Segundo um relatório recente da Unicef, a cada ano, em todo o mundo, cerca de 45.000 jovens entre dez e 19 anos tiram a vida. A grande maioria (35.000) depois de fazer 15 anos.
Na Espanha, tanto a ideação suicida como os suicídios consumados são menos frequentes, em relação à sua população, do que a média europeia. Ainda assim, os dados dos últimos anos são preocupantes. O Instituto Nacional de Estatística publicou recentemente os dados referentes a 2021. Nesse ano, tiraram a vida 22 menores de 15 anos, a cifra mais alta da série. Os suicídios também aumentaram na faixa dos 15 aos 29 anos: foram 16 mortes a mais que em 2020, o que também implica um aumento significativo, ainda que menor em relação ao total.
Outra fonte interessante de dados é a Fundación ANAR, que conta com o principal telefone de assistência para esses casos. De acordo com seu último relatório, as chamadas de jovens com ideação suicida ou tentativa de suicídio se multiplicaram por 25 na última década. Cada vez mais, predominam as realizadas por meninas, especialmente entre os 13 e os 17 anos.
Uma abordagem nova
Os especialistas no assunto reforçam a necessidade de contar com estratégias de prevenção avalizadas pela experiência e, se possível, replicáveis em grande escala. Em 2015, o SEYLE (Saving and Empowering Young Lives in Europe), um projeto de doze países europeus para reduzir as condutas suicidas através de intervenções no âmbito escolar, publicou um estudo no qual se comparava a eficácia de três abordagens. Ao todo, participaram mais de 11.000 alunos escolares de distintos países, os quais foram divididos em quatro grupos: um para cada abordagem, mais um grupo de controle.

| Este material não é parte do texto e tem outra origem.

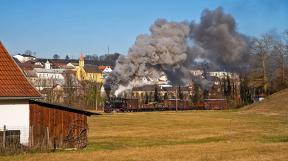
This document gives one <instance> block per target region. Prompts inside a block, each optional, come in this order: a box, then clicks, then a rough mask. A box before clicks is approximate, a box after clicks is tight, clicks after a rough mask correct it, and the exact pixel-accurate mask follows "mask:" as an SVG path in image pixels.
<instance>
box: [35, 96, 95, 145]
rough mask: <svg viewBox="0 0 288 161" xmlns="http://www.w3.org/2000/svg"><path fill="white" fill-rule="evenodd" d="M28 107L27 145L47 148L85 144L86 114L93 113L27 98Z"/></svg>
mask: <svg viewBox="0 0 288 161" xmlns="http://www.w3.org/2000/svg"><path fill="white" fill-rule="evenodd" d="M29 109H30V114H29V125H30V133H29V146H32V147H48V148H83V147H86V146H87V143H88V139H87V132H88V125H87V116H91V115H93V114H95V113H93V112H89V111H85V110H80V109H76V108H72V107H68V106H63V105H59V104H51V103H46V102H41V101H34V100H29Z"/></svg>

Das estratégias de prevenção testadas numa pesquisa europeia, só a YAM conseguiu melhoras significativas
Uma das abordagens testadas foi a QPR (sigla de Question, Persuade and Refer, ou Questionar, Persuadir e Encaminhar), que consiste em formar adultos para poderem detectar sintomas de ideação suicida, conscientizar do risco a quem os sofre e encaminhá-los para um especialista. O segundo modelo foi a atenção clínica "tradicional", levada a cabo por psiquiatras profissionais. Embora ambas as estratégias tenham conseguido reduzir ligeiramente as condutas ou as ideações suicidas, as diferenças com respeito ao grupo de controle não foram relevantes.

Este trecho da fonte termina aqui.